Monday, January 27, 2014

5 Myths

The news web site has a series on "5 myths" in areas of health, science and society.  Not all of the articles in that series are to my taste, but I liked the recent one on 5 myths about girls, math and science.  Here is a summary and my take on solutions.  The data in the piece come from the National Science Foundation's (NSF) Research on Gender in Science and Engineering (GSE) program. 

Myth 1:  The myth is that girls don't like science as much as boys do.  The reality is that girls and boys have equal science interests in early grade school, but already think of scientists as white males.  That perception begins to turn girls off to science in later grades.  My take:  role models are all important.  Things will improve as the number of visible women in science increases.
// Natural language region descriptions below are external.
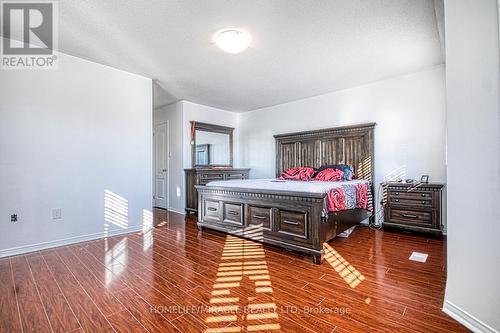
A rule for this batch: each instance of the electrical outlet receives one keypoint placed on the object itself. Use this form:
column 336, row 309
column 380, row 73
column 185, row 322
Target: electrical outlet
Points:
column 56, row 213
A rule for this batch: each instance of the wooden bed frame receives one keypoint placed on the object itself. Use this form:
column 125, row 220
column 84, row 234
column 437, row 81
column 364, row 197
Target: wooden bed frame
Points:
column 293, row 220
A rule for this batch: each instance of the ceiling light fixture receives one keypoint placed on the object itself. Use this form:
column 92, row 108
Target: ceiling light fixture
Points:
column 232, row 40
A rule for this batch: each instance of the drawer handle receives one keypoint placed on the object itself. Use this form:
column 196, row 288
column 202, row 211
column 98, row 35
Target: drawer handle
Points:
column 291, row 222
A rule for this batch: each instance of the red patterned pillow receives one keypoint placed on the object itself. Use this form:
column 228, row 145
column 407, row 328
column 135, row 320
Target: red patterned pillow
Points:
column 330, row 175
column 298, row 173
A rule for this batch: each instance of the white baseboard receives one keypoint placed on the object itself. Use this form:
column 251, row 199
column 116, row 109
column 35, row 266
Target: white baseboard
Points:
column 178, row 211
column 66, row 241
column 466, row 319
Myth 2:  The myth is that devoting extra classroom attention to girls' interest in science runs the risk of alienating the boys.  The reality is that the effect is bogus.  My take:  extra attention to individual interests and needs in school can benefit all.  Kids will perceive that the teacher is making a special effort and generally enjoy the class more.
Myth 3:  The myth is that science teachers are no longer biased toward the boys.  The reality is that there are persistent biases, often subtle, in the way science is taught, but that these biases are being recognized and slowly addressed.  My take:  it is important to show teachers where biases might lurk.  If teachers see examples of how unconscious bias might slip in, most of them will go out of their way to change their habits.

Myth 4:  The myth is that parents can’t do much to increase science interest in their girls.  The reality is that parents can have significant influence on how their children perceive science and other topics.  My take:  it is all about the early years.  The whole frame of reference in a child's mind comes from early experiences with parents and friends.

Myth 5:  The myth is that college science curricula that "weed out" weaker students may disproportionally discourage women.  The reality is that women tend to be more easily discouraged than men with a so-so grade in a science class.  The men tend to muster on.  The myth is true.  My take:  mentoring and counseling are key.  A young woman who hears about the struggles and eventual success of an older mentor can find the motivation to keep going.